The decentralized exchange dYdX has recently fallen victim to a targeted attack resulting in significant losses. In this article, we will explore the details of the attack, the impact on dYdX and the broader crypto industry, and the measures taken to prevent future incidents.
On November 17th, dYdX experienced a targeted attack that specifically targeted long positions in Yearn.Finance (YFI) tokens on the exchange. This attack resulted in the liquidation of positions worth nearly $38 million. The attack occurred shortly after YFI had experienced a remarkable surge of over 170%, leading to suspicions of market manipulation.
Following the attack, the dYdX team took swift action to address the situation. They used their v3 insurance fund to cover the losses, amounting to $9 million. The insurance fund was deployed to fill gaps in the liquidation process within the YFI market. Fortunately, no user funds were affected by the attack. The dYdX team is currently working to investigate the event further.
Antonio Juliano, the founder of dYdX, publicly acknowledged the attack and described it as a targeted attack against the exchange. He expressed suspicions that the trading losses incurred by dYdX, along with the significant decline in YFI, were the result of market manipulation. Juliano announced that a comprehensive review of risk parameters would be conducted and necessary modifications would be made to both v3 and the dYdX Chain software.
As a proactive measure to prevent future incidents, dYdX increased margin requirements for “less liquid” markets, including EOS, RUNE, AAVE, and others. This step aims to reduce the vulnerability of these markets to potential attacks and maintain the overall security and integrity of the exchange.

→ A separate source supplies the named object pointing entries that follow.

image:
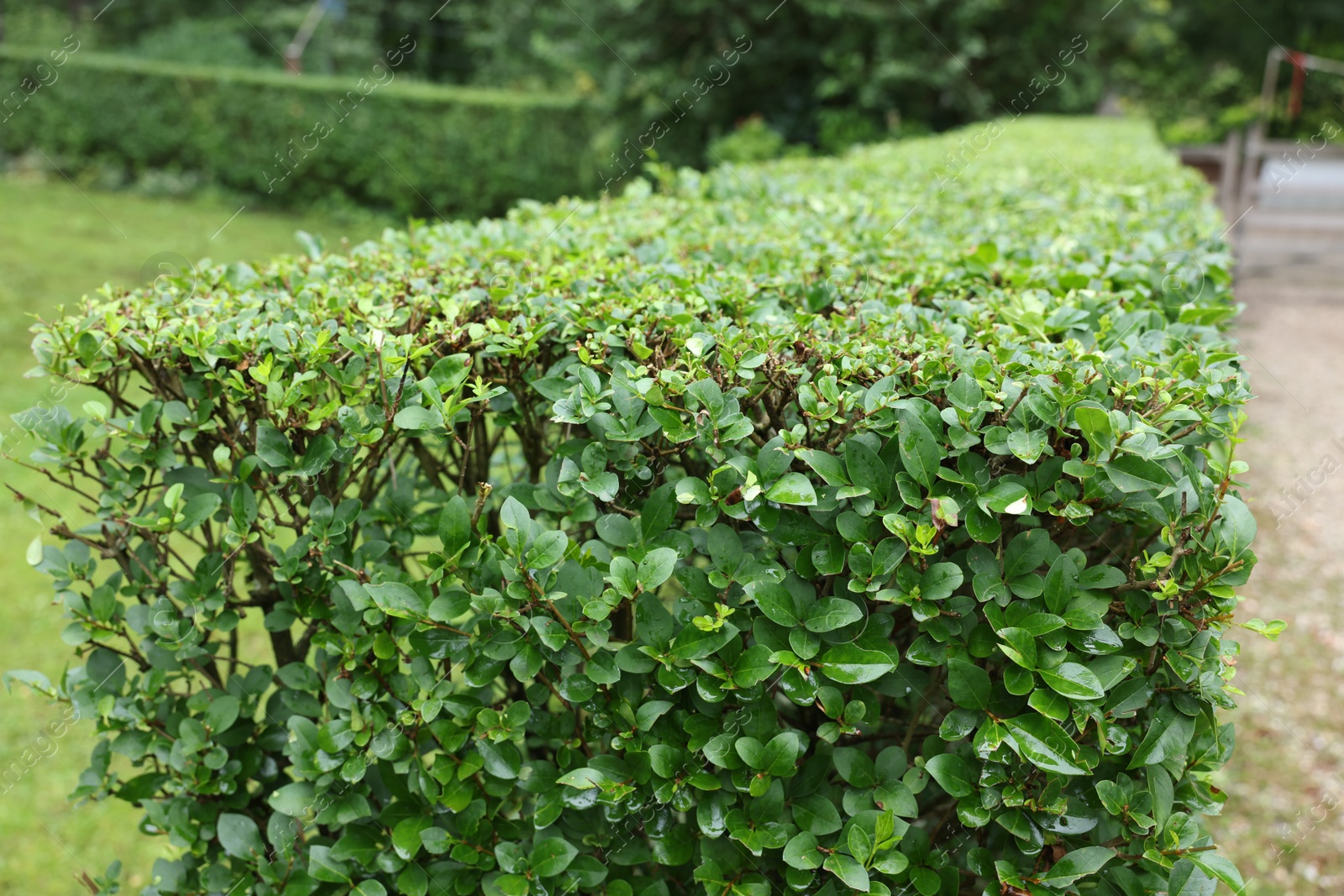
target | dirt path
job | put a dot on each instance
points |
(1285, 819)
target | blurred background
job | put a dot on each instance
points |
(139, 137)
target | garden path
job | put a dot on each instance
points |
(1287, 781)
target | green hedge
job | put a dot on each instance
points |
(414, 148)
(823, 527)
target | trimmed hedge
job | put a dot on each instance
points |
(381, 140)
(799, 528)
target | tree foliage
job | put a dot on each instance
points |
(837, 526)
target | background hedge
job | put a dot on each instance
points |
(846, 526)
(417, 149)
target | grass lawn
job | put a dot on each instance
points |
(57, 244)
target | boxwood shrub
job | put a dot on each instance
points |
(823, 527)
(376, 140)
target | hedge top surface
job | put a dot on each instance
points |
(837, 526)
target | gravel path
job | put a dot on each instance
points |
(1285, 820)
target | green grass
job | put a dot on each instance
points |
(57, 244)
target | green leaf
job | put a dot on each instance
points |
(953, 774)
(1061, 584)
(866, 469)
(940, 580)
(454, 526)
(548, 550)
(1019, 645)
(968, 684)
(831, 614)
(1095, 423)
(273, 448)
(295, 799)
(656, 567)
(1045, 745)
(1221, 868)
(407, 836)
(848, 664)
(651, 712)
(551, 856)
(1189, 880)
(396, 600)
(828, 466)
(1074, 680)
(920, 450)
(239, 837)
(1079, 862)
(198, 510)
(853, 875)
(414, 417)
(776, 602)
(323, 867)
(801, 852)
(1167, 738)
(793, 488)
(816, 815)
(1131, 473)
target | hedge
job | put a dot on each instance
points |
(820, 527)
(380, 140)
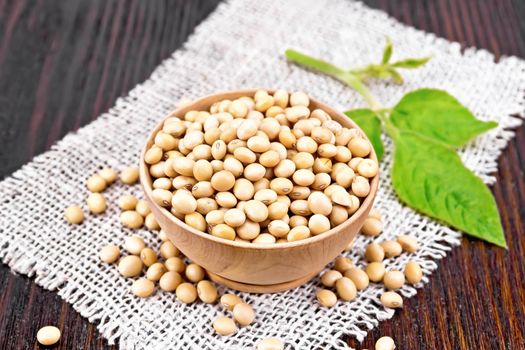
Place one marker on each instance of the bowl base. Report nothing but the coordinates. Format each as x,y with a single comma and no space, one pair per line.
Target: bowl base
260,288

The significant drop in YFI’s market capitalization, resulting from the profitable trade that triggered the attack, has raised suspicions within the community about a potential insider job in the YFI market. Some users have claimed that 50% of the YFI token supply is held in 10 wallets controlled by developers. However, data from Etherscan suggests that some of these holders are crypto exchange wallets rather than developer-controlled addresses. While the investigation is ongoing, it is crucial to refrain from making any definitive conclusions regarding the nature of the attack.
The attack on dYdX is not an isolated incident, but rather part of a rising trend of hacks and scams plaguing the crypto industry. According to a report by blockchain security platform Immunefi, there were 76 hacks on crypto and Web3 projects and firms in Q3 2023. This marks a significant increase compared to the 30 hacks reported in the same period in 2022. These exploits, hacks, and scams have resulted in approximately $332 million in losses throughout September alone, making it a record-high month for crypto exploits.
In addition to the attack on dYdX, the DeFi platform Raft also suffered a hack, leading to the loss of approximately $3.3 million in Ethereum (ETH). This incident occurred on the same day as dYdX’s attack and further highlights the vulnerability of the crypto industry to security breaches. Earlier in the month, an attacker also drained approximately $114 million in digital assets from the centralized exchange Poloniex.
The targeted attack on dYdX and the subsequent losses highlight the ongoing challenges faced by decentralized exchanges and the broader crypto industry in terms of security and regulation. It is essential for exchanges and platforms to continually reassess and strengthen their security measures to protect user funds and maintain the trust of the community. This incident serves as a reminder of the necessary diligence and caution required in the ever-evolving landscape of decentralized finance.